Cette proposition de résolution arrive quelques jours avant le 75 anniversaire de la création d’Israël. Elle intervient aussi quelques semaines après un voyage d’étude que j’ai entrepris en mars avec une 50 aine d’élus locaux, nationaux et les représentants du Consistoire français.

La géopolitique est généralement complexe, la situation d’Israël ne fait pas exception, et je n’aurais donc pas la prétention de tout savoir ou de tout comprendre. D’autant que le contexte français qui connaît une remontée des propos et actes antisémites, en nombre et en degrés de violence, ne peut pas être neutre dans ce débat posé au cœur de notre démocratie française.

La reconnaissance faite aux juifs de leur droit de vivre dans un Etat souverain, libre et indépendant, fonde la création de l’Etat d’Israël en 1948. Reconnaître ce droit, c’est être sioniste. Sur ce point-là, le groupe GDR a réaffirmé que sa résolution ne remettait pas en cause cette reconnaissance.

En revanche, on peut être sioniste et critiquer la politique actuelle du gouvernement de Benjamin Netanyahou. Ce n’est ni de l’antisionisme, ni de l’antisémitisme. Et c’est bien légitime de pouvoir critiquer la politique d’un gouvernement, quel qu’il soit, de quelques pays que ce soit. Particulièrement celui-ci.

Parce qu’après 75 ans d’existence, de nombreux dirigeants israéliens, dont le grand Yitzhak Rabin, avaient reconnu que pour la sécurité et la pérennité de l’État d’Israël, il lui fallait un État Palestinien à ses côtés, souverain, démocratique, dessiné sur la base des lignes de 1967, avec Jérusalem comme capitale des deux États.

Ce que fait le gouvernement actuel, de plus en plus dépendants des forces politiques d’extrême droite et des ultra religieux qui se sont renforcés lors des élections de 2022, à commencer par sa politique de colonisation et les restrictions de circulation ne sont ni respectueux des droits fondamentaux des palestiniens vivant en territoires occupés de Cisjordanie, ni propices à la résolution pacifique du conflit. Sans même parler de la situation économique des territoires occupés et de son taux de chômage.

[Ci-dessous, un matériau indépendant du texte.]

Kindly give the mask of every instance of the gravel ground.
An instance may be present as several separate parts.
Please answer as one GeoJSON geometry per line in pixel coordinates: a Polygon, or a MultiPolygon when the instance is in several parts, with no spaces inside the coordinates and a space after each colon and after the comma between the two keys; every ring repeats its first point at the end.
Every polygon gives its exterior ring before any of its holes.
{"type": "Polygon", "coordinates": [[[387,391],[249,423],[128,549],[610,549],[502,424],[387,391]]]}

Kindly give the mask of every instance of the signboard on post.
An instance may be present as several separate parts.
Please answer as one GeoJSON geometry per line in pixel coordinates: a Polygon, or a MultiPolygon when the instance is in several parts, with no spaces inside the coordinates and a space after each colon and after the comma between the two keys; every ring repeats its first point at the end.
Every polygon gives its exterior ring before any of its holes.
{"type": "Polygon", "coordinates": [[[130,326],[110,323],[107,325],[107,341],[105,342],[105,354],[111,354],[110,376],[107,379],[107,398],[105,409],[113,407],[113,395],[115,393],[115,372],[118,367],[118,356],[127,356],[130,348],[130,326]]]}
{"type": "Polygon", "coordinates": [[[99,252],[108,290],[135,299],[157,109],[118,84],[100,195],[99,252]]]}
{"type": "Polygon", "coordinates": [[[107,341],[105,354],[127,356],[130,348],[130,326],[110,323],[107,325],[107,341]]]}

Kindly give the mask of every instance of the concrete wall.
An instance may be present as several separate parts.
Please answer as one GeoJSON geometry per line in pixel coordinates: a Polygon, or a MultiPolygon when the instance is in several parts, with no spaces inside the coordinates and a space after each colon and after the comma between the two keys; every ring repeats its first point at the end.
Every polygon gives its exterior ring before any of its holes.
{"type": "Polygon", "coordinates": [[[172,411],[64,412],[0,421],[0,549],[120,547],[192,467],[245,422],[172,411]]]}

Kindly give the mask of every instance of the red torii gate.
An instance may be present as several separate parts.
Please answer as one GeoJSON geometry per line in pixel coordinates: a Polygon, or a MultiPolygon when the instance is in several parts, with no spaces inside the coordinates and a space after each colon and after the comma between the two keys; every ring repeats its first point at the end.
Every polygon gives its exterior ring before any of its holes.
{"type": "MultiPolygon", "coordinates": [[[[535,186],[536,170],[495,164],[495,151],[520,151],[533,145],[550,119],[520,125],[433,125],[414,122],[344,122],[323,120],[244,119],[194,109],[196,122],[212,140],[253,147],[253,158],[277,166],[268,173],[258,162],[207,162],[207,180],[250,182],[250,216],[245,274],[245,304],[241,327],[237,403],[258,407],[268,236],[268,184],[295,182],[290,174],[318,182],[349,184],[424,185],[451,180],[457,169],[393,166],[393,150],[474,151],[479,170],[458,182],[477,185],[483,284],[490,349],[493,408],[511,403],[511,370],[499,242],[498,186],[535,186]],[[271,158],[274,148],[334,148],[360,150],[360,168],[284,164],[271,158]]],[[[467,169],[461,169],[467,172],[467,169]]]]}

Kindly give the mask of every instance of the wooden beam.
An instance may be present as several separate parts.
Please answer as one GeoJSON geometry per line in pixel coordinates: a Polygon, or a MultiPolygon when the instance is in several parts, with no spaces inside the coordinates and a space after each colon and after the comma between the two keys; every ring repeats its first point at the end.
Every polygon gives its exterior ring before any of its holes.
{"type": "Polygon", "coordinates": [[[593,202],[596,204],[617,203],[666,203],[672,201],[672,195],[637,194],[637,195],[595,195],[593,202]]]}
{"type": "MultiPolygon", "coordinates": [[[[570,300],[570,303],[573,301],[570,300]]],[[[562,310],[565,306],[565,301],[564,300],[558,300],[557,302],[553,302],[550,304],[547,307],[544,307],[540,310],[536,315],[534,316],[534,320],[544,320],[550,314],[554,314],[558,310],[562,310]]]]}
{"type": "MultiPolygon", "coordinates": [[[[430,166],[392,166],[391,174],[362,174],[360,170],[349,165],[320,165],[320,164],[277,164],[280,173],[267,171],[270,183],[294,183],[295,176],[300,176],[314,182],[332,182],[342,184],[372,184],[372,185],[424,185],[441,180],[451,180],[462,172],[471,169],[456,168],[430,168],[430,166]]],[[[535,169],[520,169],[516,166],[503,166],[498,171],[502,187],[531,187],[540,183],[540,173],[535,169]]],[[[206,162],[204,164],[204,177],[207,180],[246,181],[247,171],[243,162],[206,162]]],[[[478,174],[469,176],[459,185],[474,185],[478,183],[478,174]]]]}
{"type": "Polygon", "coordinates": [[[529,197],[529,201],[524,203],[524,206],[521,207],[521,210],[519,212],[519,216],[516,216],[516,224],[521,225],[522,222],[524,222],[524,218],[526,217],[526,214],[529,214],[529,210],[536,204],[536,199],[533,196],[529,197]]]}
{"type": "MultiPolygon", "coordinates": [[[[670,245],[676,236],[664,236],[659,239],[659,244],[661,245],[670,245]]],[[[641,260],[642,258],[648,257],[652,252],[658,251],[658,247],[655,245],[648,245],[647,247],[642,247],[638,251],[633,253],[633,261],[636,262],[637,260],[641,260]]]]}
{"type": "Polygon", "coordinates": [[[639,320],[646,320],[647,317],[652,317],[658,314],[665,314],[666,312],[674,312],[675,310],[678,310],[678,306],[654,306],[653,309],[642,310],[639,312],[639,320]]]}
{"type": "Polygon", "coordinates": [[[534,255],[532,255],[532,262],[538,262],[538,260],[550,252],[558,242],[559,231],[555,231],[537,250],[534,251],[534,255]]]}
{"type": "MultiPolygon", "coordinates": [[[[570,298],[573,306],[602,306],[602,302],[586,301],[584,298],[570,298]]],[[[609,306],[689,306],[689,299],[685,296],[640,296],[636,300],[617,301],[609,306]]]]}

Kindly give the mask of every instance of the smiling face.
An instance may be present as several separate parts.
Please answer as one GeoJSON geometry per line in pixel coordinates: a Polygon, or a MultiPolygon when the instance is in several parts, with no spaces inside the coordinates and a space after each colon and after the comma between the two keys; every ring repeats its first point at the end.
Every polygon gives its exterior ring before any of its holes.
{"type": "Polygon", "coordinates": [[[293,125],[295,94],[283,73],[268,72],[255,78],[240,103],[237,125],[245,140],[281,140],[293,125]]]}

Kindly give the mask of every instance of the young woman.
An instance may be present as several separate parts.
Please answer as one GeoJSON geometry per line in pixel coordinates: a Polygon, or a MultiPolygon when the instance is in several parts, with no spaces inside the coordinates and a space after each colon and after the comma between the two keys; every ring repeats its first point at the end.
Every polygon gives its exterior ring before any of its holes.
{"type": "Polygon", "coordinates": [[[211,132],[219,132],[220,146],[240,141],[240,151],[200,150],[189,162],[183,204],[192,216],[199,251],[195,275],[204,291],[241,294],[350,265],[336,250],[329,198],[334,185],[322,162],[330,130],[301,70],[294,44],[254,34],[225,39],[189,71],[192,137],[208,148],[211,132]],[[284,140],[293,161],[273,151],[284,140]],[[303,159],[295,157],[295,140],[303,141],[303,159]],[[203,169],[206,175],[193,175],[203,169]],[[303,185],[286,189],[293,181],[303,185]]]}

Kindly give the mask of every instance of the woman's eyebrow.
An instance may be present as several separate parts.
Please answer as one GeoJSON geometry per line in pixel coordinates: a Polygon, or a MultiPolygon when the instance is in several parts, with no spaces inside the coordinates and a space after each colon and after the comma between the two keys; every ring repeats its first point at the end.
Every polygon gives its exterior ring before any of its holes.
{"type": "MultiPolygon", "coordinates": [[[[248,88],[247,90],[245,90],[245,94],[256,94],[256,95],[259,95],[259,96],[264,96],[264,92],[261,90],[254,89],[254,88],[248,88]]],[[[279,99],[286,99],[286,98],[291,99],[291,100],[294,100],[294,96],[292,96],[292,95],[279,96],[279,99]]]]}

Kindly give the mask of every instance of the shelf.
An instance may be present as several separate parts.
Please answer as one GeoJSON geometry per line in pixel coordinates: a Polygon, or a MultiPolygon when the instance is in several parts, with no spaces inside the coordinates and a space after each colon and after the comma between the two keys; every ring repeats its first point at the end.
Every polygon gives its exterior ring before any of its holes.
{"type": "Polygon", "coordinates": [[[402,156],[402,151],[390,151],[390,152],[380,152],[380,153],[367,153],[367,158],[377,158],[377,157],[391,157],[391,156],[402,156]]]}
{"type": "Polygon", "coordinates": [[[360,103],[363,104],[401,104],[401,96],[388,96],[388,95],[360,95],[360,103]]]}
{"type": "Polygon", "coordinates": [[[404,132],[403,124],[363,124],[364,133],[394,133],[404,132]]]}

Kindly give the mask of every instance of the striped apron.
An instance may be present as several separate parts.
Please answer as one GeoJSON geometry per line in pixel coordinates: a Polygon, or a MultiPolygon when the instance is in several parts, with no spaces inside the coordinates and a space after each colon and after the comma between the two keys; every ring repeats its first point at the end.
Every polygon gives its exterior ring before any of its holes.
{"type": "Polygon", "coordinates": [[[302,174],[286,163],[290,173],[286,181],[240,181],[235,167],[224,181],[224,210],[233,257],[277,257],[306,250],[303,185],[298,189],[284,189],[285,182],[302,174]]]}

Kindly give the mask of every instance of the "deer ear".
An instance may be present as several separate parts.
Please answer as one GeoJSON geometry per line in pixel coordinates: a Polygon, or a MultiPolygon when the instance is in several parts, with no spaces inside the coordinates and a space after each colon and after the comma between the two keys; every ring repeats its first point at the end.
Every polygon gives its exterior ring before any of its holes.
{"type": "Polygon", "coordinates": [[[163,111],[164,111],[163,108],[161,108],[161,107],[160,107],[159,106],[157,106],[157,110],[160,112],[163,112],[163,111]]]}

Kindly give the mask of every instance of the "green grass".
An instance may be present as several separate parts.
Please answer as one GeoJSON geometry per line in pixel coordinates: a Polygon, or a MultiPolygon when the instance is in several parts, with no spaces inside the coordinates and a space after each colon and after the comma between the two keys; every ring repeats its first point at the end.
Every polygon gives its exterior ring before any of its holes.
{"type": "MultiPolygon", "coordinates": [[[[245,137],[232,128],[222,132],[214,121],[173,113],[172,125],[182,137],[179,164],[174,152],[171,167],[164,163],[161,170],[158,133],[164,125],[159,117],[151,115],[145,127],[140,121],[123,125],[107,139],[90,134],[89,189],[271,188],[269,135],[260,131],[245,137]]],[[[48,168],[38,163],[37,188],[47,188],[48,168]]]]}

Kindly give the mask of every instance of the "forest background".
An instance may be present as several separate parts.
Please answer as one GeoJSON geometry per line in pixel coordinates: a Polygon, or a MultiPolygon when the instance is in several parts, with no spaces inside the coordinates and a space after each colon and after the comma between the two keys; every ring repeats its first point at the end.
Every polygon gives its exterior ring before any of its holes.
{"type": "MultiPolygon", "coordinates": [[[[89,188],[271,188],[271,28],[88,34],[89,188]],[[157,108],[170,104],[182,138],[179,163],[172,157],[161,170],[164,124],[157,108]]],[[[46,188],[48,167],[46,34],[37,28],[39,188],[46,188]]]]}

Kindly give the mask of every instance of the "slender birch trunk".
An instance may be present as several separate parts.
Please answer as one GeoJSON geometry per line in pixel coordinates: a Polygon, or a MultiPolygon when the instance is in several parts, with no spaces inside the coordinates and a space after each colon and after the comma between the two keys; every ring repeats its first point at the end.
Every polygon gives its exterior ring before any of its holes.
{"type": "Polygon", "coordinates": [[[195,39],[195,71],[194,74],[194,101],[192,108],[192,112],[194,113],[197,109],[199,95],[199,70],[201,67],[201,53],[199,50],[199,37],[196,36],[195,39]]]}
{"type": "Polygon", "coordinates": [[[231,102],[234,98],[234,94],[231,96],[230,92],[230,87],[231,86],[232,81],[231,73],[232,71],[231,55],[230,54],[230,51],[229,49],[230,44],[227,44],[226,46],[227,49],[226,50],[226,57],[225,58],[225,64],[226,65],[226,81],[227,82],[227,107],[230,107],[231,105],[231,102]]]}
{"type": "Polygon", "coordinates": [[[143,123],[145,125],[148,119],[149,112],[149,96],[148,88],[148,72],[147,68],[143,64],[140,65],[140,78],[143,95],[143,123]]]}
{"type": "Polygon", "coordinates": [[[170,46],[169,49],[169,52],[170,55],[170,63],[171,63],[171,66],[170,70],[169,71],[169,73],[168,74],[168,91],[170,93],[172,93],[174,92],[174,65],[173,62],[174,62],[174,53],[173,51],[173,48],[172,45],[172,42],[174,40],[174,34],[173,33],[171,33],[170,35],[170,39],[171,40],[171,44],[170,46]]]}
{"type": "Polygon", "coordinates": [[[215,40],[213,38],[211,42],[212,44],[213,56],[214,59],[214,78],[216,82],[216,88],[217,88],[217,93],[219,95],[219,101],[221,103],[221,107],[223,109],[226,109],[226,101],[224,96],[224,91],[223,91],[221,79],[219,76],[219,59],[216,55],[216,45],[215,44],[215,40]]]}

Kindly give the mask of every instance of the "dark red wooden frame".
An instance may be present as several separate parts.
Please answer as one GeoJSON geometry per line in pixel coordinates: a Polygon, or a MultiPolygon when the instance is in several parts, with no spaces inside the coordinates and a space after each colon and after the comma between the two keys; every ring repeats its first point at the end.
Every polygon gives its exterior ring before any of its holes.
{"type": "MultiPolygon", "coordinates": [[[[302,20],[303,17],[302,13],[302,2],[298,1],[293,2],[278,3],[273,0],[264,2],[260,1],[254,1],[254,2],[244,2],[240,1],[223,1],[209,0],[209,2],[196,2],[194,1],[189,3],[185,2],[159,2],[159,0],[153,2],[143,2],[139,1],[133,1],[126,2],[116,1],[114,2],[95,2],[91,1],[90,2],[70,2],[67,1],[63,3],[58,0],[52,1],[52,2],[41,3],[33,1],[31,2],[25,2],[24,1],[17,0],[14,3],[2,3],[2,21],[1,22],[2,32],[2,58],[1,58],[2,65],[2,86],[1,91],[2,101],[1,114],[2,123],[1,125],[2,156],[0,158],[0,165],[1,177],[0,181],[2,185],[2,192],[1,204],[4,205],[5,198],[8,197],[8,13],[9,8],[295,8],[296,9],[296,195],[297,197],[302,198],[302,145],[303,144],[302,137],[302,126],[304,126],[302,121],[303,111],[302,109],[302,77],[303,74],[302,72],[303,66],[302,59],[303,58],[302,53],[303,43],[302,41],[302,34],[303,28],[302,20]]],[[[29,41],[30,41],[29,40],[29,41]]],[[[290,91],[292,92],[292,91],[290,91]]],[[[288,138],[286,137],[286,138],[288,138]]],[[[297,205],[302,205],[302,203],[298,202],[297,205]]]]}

En revanche, dans sa résolution le groupe communiste ne distingue pas les territoires occupés et le reste d’Israël où musulmans et juifs ont les mêmes droits, peuvent se marier et vivre en mixité, où ils accèdent aux mêmes fonctions, votent ensemble sur les bancs de la Knesset où ils ont été élus. Probablement que rien n’est parfait, mais il n’y a pas d’apartheid comme l’ont vécu les sud-africains au siècle dernier.

En transformant un conflit de territoire en conflit racial, le groupe socialiste racialise le conflit. Or si ce débat a eu le mérite de mettre en lumière les souffrances du peuple palestinien, il se devait de poser les bons mots pour espérer soigner les maux du Proche-Orient.

Bien sûr que nous aimerions qu’un nouvel Ariel Sharon, comme cela avait été fait en 2005 sur la bande de Gaza, opère de nouveaux retraits. Bien sûr, que nous savons que la communauté internationale sera un pilier pour soutenir la paix, tout comme la capacité des israéliens à exprimer leur désir de paix.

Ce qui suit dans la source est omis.